Poincaré était surtout amusé de toutes ces anecdotes : « Laissons dire, concédait-il avec un bon sourire ; cela crée une légende. » Il a d’ailleurs fort bien expliqué que « si on rencontre tant de géomètres ou de naturalistes qui, dans le commerce ordinaire de la vie, ont une conduite parfois étonnante, c’est que, distraits par leur pensée des contingences qui les entourent, ils ne voient pas ce qui est autour d’eux. Mais s’ils ne voient pas, ce n’est point qu’ils n’aient pas de bons yeux, c’est qu’ils ne regardent pas. Cela n’empêche nullement qu’ils ne soient capables de déployer quelque finesse quand il s’agit des seuls objets qui leur semblent intéressans. »

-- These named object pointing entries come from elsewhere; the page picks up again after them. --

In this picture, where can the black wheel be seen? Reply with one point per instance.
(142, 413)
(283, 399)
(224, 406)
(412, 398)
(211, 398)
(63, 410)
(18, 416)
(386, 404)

L’attitude psychologique de Poincaré a fait l’objet d’une étude intéressante et très nourrie du docteur Toulouse[1] dont certains résultats sont à noter. Il s’agissait notamment de soumettre à un critère expérimental la célèbre affirmation de Moreau de Tours que « le génie est une névrose. » On sait comment Lombroso a repris et amplifié cette idée, et qu’il avait cru pouvoir conclure de ses recherches que le génie est inséparablement lié à des troubles nerveux et notamment à l’épilepsie. Or, malgré toutes leurs recherches, et par quelque côté qu’ils conduisissent leur enquête, le docteur Toulouse et ses collaborateurs n’ont pas réussi à trouver chez Henri Poincaré la moindre trace de névropathies ; toutes leurs mensurations, tous leurs tests, leur ont montré un homme parfaitement normal au point de vue psycho-physiologique, et manifestant dans tous les domaines où se portait son attention l’équilibre le plus parfait, la mesure la plus harmonieuse. Et voilà qui a suffi à réduire à sa juste valeur l’une des plus brillantes erreurs, et l’une des plus sensationnelles, — qu’on me pardonne ce vocable anglo-saxon, — du professeur Lombroso.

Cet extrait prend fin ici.